The issue of predictive validity has been little discussed in relation to calculated grades, but in a recent TES (Times Educational Supplement) survey of teachers, there were comments that, "predictions and staff assessments would never have the same validity as an exam", so that, "Predictions, past assessment data and mock data is not sufficient, and will never beat the real thing in terms of accuracy." [20] . The current changes in university selection inevitably mean that difficult policy decisions need to be made by universities and medical schools. Even in the absence of direct, high-quality, evidence, policy-makers still have an obligation to make decisions, and, therefore it is argued, must take theory, related evidence, and so on, into account [21] . This paper will provide both a review of other evidence, and also new results on the related issue of predicted grades, which it will be argued are likely to behave in a way that is similar to calculated grades.

Predicted grades in university selection. A notable feature of UK universities is that selection mostly takes place before A-levels or equivalent qualifications have been sat, so offers are largely conditional on later attained grades. As a result, UCAS application forms, since their inception in 1964, have included predicted grades, estimates by teachers of the A-level grades a student is likely to achieve. Admissions tutors also use other information in making conditional offers. A majority of applicants in England, applying in year 13 for university entry at age 18 will have taken GCSEs at age 16 in year 11, a few still take AS-levels in year 12, some students submit an EPQ (Extended Project Qualification), and UCAS forms also contain candidate statements and school references. Medical school applicants mostly also take admissions tests such as U(K)CAT or BMAT at the beginning of year 13, and many will take part in interviews or MMIs (multiple mini-interviews).

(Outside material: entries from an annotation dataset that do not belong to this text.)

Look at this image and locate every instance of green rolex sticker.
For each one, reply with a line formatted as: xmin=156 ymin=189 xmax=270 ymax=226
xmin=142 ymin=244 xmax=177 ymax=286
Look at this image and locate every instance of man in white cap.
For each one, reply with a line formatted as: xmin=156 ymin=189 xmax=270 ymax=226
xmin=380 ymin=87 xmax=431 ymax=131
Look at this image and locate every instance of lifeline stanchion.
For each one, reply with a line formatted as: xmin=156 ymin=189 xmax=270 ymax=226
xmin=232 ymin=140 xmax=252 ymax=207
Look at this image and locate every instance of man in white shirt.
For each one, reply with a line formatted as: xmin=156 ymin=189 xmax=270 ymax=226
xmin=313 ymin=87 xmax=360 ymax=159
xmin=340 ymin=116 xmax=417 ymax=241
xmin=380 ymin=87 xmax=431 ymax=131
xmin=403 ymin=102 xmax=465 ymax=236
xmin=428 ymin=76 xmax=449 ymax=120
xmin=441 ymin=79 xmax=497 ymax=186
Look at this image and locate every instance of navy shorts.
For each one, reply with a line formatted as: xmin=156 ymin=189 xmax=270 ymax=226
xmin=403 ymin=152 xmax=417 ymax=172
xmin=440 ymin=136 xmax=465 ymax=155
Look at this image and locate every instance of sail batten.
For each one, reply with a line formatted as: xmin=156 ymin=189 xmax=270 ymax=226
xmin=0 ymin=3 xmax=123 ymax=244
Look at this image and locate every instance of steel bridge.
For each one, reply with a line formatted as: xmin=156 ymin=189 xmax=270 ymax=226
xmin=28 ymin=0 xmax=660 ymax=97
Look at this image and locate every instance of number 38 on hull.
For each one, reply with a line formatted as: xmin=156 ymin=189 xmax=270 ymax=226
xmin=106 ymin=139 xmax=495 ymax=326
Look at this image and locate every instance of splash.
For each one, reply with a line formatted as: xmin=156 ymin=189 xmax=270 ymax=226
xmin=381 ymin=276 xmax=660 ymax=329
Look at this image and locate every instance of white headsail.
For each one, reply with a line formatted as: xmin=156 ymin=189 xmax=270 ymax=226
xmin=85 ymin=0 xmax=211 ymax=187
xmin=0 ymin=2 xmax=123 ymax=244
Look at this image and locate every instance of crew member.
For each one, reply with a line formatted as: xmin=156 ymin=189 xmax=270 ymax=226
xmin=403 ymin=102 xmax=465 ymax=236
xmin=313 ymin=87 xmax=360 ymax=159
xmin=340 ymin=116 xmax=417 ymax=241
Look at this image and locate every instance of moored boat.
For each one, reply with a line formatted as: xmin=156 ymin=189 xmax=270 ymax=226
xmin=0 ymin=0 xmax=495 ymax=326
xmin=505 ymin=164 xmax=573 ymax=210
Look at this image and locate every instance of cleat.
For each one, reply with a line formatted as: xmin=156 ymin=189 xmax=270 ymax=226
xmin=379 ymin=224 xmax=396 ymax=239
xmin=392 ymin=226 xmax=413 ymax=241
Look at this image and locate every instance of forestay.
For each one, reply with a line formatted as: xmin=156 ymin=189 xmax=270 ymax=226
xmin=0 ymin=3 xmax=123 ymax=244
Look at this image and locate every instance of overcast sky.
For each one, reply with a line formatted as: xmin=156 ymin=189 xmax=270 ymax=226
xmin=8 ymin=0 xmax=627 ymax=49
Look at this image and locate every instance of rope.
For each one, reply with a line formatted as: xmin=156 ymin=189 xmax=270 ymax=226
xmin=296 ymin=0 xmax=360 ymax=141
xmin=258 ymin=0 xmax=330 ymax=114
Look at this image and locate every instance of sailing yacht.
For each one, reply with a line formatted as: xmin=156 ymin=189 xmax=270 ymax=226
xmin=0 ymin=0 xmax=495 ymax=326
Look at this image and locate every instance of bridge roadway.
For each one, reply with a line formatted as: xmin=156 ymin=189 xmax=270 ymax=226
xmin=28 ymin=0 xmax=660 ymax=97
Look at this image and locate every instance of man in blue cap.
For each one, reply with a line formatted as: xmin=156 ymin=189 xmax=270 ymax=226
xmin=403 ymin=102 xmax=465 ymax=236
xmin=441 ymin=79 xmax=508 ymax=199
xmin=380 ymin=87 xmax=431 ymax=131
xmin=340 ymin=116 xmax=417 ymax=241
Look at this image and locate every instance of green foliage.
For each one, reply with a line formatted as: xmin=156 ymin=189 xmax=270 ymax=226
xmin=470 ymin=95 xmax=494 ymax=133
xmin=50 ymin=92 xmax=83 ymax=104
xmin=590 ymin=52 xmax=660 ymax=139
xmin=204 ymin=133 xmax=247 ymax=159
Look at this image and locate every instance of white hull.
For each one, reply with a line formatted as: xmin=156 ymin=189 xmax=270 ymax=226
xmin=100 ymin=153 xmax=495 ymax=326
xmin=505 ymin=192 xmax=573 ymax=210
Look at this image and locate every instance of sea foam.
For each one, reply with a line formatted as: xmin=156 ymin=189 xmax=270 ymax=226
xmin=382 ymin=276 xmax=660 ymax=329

Predicted grades have always been controversial. A House of Commons Briefing Paper in 2019 noted that the UK was unusual among developed countries in using predicted grades d , and said that, "The use of predicted grades for university admissions has been questioned for a long time. Many critics argue that predicted grades should not be used for university entry because they are not sufficiently accurate and it has been suggested that disadvantaged students in particular lose out under this system." [22] p. 4 Others have suggested that as well as being "biased", "predicting A-level grades is clearly an imprecise science" [23] (p.418). There have been repeated suggestions over the years, none as yet successful, that predicted grades should be replaced with a PQA (Post-Qualification Applications) system. As Nick Hillman puts it, "The oddity of our system is not so much that people apply before receiving their results; the oddity is that huge weight is put on predicted grades, which are notoriously unreliable. … PQA could tackle this…" e .

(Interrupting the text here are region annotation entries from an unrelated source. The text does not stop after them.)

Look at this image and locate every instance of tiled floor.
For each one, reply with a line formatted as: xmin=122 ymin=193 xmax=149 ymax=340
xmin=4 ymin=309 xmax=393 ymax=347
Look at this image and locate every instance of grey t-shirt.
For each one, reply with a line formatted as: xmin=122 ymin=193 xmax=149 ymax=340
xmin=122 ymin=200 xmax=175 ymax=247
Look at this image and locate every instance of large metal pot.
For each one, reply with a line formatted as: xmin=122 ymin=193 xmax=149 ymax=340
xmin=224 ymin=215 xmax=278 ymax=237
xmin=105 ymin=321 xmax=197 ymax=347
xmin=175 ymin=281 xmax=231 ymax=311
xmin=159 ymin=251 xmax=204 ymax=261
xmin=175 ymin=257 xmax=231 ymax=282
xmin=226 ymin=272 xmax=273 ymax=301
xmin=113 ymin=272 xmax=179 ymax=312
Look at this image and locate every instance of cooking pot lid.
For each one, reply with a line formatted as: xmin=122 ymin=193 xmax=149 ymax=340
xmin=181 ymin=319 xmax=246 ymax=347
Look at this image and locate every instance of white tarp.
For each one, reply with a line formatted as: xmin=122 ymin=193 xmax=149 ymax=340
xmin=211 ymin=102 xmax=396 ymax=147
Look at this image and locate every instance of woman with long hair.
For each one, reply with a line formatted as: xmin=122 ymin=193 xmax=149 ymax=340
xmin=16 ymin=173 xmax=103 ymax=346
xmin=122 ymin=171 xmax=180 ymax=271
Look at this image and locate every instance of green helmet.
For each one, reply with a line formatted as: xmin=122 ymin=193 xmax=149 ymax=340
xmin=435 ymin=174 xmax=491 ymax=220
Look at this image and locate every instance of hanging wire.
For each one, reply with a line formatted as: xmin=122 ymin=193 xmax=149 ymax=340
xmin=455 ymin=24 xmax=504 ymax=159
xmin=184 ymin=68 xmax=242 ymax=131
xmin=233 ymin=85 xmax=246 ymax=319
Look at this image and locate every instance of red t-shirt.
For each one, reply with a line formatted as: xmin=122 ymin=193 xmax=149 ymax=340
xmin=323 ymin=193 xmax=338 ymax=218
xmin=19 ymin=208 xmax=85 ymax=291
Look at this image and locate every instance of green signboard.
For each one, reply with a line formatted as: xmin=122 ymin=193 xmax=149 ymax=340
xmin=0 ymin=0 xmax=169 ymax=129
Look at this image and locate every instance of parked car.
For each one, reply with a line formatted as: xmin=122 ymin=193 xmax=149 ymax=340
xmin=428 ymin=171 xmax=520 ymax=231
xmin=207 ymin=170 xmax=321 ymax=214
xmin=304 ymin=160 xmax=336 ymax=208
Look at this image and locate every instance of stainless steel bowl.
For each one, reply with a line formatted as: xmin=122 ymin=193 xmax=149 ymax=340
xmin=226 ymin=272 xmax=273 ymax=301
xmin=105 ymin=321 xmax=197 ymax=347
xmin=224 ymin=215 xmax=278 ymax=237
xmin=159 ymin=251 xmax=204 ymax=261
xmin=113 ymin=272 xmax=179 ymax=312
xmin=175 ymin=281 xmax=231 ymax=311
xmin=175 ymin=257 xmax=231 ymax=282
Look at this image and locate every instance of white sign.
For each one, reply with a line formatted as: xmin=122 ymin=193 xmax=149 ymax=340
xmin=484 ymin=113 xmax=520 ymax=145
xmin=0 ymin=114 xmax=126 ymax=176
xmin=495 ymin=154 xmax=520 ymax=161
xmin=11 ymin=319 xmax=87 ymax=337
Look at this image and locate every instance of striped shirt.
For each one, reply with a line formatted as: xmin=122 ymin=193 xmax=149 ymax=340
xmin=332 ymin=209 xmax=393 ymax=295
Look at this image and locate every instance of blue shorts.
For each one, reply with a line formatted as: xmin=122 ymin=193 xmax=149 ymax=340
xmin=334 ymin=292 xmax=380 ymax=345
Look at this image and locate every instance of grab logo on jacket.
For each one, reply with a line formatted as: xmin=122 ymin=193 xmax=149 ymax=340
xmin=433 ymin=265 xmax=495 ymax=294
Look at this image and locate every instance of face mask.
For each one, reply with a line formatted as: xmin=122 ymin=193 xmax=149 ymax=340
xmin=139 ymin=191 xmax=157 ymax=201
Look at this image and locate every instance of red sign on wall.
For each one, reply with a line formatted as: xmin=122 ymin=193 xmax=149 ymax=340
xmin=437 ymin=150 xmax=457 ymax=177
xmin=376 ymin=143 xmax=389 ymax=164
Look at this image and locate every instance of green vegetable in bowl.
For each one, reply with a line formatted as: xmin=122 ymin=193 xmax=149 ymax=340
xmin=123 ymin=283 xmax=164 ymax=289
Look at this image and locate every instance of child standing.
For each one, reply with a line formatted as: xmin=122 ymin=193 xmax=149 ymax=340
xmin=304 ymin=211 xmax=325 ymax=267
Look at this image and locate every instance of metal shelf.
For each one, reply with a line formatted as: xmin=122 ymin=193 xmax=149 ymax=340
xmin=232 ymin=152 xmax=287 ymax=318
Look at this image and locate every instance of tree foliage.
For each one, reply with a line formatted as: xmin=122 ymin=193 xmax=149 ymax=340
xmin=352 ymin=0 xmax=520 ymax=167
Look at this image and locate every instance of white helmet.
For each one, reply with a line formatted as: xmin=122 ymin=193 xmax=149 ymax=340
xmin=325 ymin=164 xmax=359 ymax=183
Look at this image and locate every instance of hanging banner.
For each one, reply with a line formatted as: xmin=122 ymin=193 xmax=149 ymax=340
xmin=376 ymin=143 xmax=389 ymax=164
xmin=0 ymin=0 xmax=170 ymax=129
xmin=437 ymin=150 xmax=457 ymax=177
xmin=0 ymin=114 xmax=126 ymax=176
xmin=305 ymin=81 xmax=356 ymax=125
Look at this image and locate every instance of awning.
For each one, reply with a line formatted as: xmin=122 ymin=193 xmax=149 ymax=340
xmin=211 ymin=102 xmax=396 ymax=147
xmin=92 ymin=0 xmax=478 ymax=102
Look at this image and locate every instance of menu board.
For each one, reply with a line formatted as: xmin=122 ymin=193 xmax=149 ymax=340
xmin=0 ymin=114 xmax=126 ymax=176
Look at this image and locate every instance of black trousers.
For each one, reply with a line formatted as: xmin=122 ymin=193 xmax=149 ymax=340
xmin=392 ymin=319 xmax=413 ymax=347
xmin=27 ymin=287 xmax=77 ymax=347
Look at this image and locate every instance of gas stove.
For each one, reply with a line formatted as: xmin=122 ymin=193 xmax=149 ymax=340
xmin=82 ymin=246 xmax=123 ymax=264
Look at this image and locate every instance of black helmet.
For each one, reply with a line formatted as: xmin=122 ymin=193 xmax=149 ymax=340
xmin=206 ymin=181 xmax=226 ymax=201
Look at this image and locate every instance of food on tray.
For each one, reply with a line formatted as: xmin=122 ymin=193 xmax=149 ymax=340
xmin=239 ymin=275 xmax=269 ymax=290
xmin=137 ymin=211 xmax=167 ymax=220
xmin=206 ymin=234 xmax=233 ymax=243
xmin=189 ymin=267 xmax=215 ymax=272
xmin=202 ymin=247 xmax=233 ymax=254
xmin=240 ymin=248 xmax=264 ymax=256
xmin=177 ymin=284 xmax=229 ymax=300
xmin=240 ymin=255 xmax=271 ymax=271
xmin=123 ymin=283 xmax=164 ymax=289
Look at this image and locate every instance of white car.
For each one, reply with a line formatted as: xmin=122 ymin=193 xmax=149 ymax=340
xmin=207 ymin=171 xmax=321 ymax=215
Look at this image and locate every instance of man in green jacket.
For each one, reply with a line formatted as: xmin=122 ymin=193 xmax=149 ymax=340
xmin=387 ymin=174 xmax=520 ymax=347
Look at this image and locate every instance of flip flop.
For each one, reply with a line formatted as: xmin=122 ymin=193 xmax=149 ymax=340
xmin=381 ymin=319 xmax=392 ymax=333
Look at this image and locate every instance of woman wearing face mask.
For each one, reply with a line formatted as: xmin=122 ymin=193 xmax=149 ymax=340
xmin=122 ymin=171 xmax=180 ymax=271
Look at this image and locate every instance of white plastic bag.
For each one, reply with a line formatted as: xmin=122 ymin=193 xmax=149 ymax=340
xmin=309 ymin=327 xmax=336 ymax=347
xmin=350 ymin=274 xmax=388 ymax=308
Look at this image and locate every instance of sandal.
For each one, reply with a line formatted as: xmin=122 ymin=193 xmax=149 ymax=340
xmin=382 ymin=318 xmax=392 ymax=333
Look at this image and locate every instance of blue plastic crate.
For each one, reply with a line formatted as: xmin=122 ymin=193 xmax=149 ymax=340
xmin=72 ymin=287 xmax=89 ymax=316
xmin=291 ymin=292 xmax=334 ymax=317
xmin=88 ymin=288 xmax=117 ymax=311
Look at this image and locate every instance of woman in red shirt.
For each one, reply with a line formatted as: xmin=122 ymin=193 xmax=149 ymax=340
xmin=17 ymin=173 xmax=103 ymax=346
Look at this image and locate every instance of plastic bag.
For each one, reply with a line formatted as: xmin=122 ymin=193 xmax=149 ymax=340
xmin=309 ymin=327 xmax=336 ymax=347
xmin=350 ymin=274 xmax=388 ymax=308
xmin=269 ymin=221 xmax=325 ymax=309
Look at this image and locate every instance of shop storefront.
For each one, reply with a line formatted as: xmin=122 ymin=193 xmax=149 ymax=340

The system of predicted grades is indeed odd, but also odd is the sparsity of academic research into predicted grades, and particularly their effectiveness. The advent of Ofqual's calculated grades, which are in effect predicted grades carried out in a slightly different way, means there is now an urgent need to know how effective predicted grades are likely to be as a substitute for attained Alevel grades. Are they in fact 'notoriously unreliable', being 'mere predictions', or do they have equivalent predictive validity as attained grades?

The research literature on predicted grades. As part of the Supplementary Information to this paper we have included a discursive overview of research studies on predicted grades. Here we will merely provide a brief set of comments.

Most studies look at predictions at the level of individual exam subjects, which are graded from E to either A or, from 2010 onwards, A*. The most informative data show all combinations of predicted grades against attained grades (and Figure 1 gives an example for medical school applicants). Many commentators, though, look only at over-predictions ('optimistic') and under-predictions ('pessimistic'). Figure 2 summarises data from five studies of university applicants. Accurate predictions occur in 52% of cases when A is the maximum grade and 17% when A* is the maximum grade (and of course with more categories accuracy is likely to be lower). Grades are mostly overpredicted, in 42% of cases pre-2010 and 73% post-2010, with under-prediction rarer at 7% of cases pre-2010 and 10% post-2010. A number of studies have reported that under-prediction is more common in lower socio-economic groups, non-White applicants, and applicants from state school or further education [24] [25] [26] . A statistical issue means such differences are not easy to interpret, as a student predicted A* cannot be under-estimated, and therefore under-estimation will inevitably be more frequent in groups with lower overall levels of attainment.

Some studies also consider grade-point predictions, the sum of grade scores for the three best attaining subjects, scored A*=12, A=10, B=8, etc f .. In particular a large study by UCAS [27] showed that applicants missing their predictions (i.e. they were over-predicted) tended to have lower predicted grades, lower GCSE attainment, were more likely to have taken physics, chemistry, biology and psychology, and were from disadvantaged areas. To some extent the same statistical problems of interpretation apply as with analysis at the level of individual exam subjects. For a number of years UCAS calculated grade-point predictions, and they are included in the P51 data described later.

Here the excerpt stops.